Тишина, темнота и отсутствие какого-либо занятия нагоняли дремоту, поэтому я и не заметила, как снова заснула. Проснулась от того, что лязгнул засов. Молоденький паренек, определивший меня в камеру, открыл дверь и пропустил посетителя. Кутаясь в длинный черный плащ, в камеру вошел Канаи. Я села на кровати, готовая к любому повороту событий. Он подошел и присел рядом.
– Покушение – очень тяжкое обвинение, – грустным и потерянным тоном сказал он, не глядя мне в глаза.
– Только потерпевшие бегают как ни в чем ни бывало и рассказывают дружкам небылицы, – зло проговорила я.
– Это не имеет значения. Думаю, ты уже это поняла.
– Поняла.

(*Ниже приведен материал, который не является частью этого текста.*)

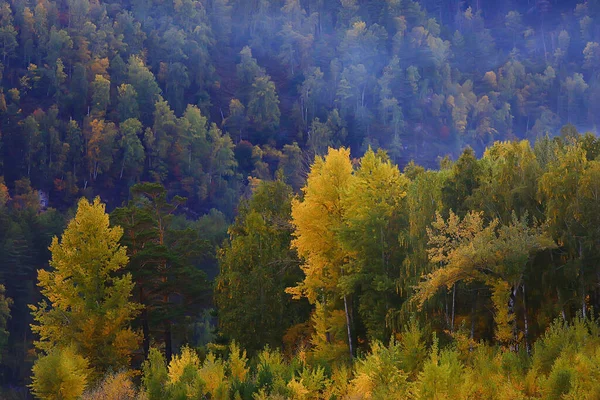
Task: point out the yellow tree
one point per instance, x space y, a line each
316 219
374 235
87 304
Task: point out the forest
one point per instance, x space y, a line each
304 199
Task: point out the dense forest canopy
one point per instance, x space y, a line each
299 198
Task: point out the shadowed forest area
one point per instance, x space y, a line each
300 199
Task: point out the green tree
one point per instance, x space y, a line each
100 96
162 263
263 107
127 105
144 83
256 265
132 151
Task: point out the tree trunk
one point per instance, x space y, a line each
168 342
453 307
525 322
582 278
348 326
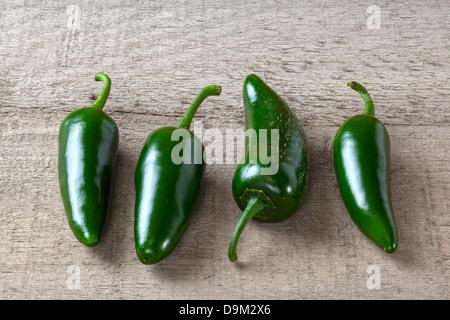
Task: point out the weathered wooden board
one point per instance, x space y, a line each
159 54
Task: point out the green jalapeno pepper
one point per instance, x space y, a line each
263 194
87 147
361 152
167 187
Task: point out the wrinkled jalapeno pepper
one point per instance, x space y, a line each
268 191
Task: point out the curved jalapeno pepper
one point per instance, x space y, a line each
167 187
269 191
361 152
87 147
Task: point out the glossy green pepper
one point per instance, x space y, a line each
361 152
87 147
269 195
167 181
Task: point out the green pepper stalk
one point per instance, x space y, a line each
167 191
361 153
269 197
87 147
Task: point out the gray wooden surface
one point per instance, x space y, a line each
159 54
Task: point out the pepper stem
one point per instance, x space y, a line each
214 90
369 110
101 100
254 206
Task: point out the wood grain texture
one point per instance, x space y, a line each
159 54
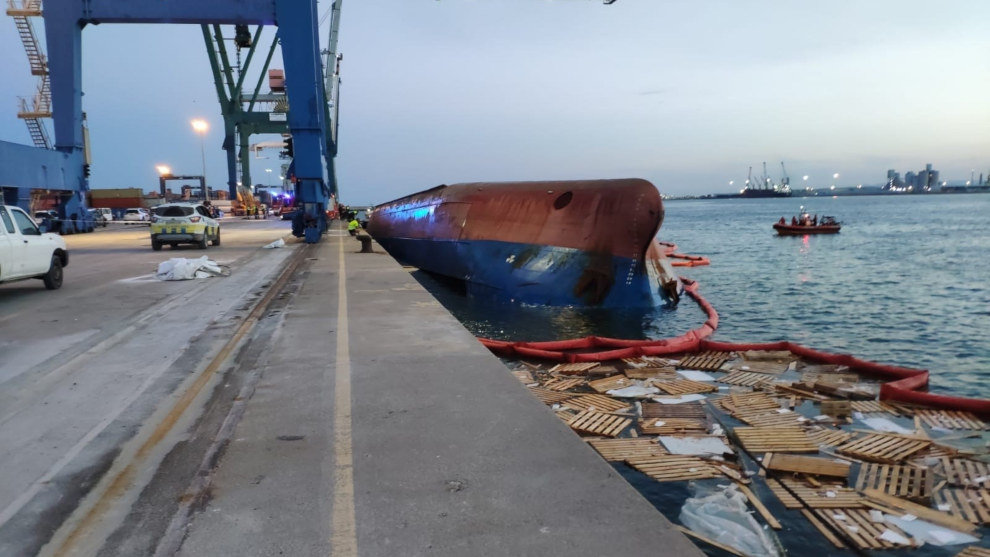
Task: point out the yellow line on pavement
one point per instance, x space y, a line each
343 538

Только не поняла почему я мешаю стольким людям.
– Ты очень ценна, – он попытался улыбнуться. – Даже не представляешь насколько.
– Что тебе нужно? – спросила я не желая продолжать эту дурацкую тему по поводу моей ценности.
– Я пришел дать тебе свободу.
В ужасе я посмотрела на него.
– Нет! – практически крикнула я. – Ты же знаешь, что будет со мной.
– Не совсем. Сегодня ночью Освальд предложил мне сделку. Я снимаю с тебя клеймо, а он становится новым хозяином. Взамен он вытаскивает тебя из тюрьмы.
– Но я ничего не сделала! – с жаром выпалила я.
– Это не имеет значения. Единственное, что я могу сделать в данной ситуации – это то, что я делаю.
– Отдаешь меня маньяку? Как только ты снимешь свое клеймо, я стану его собственностью. И тогда…, – я захлебнулась в своих предположениях.
– Мы договорились, что утром придем сюда вместе. Я сниму свое клеймо, а он поставит свое, – он взял в руку мой подбородок и заставил посмотреть прямо в глаза. – Но я СЕЙЧАС даю тебе СВОБОДУ, – с нажимом произнес он. – Ты должна меня понять.
Несколько секунд он смотрел прямо мне в глаза, будто ждал ответа. Затем отпустил, поднес руку к плечу. Резкая боль пронзила меня, но тут же исчезла. Он встал и вышел из камеры. В дверях повернулся и произнес:
– Теперь у тебя есть время до утра.
Дверь с грохотом захлопнулась, лязгнул ржавый засов.
– Предатель! – бросилась я к решетке, выкрикивая слова ему вслед. – Ты бросил меня на смерть! Ты предал лорда!
Когда Канаи скрылся за поворотом, я бессильно опустилась на пол. Он был прав в одном: у меня есть время до утра. Когда Освальд поставит свое клеймо, моя жизнь превратится в ад. Я буду игрушкой, с которой он может делать все, что хочет. А в его намереньях я убедилась еще при первой нашей встрече на конюшне.
Я сидела и успевала лишь утирать соленые капли, ручьем текущие по моему лицу. Неожиданно сзади раздалось тихое постукивание. Дзинь-дзинь. Я обернулась. В камере напротив также на полу моей точной копией сидел старик. Его длинные седые волосы опускались почти до груди, заслоняя от меня его лицо. Я размазала по лицу последние слезы. Это одной можно нареветься вволю, а когда у тебя есть зрители, плакать уже не хочется.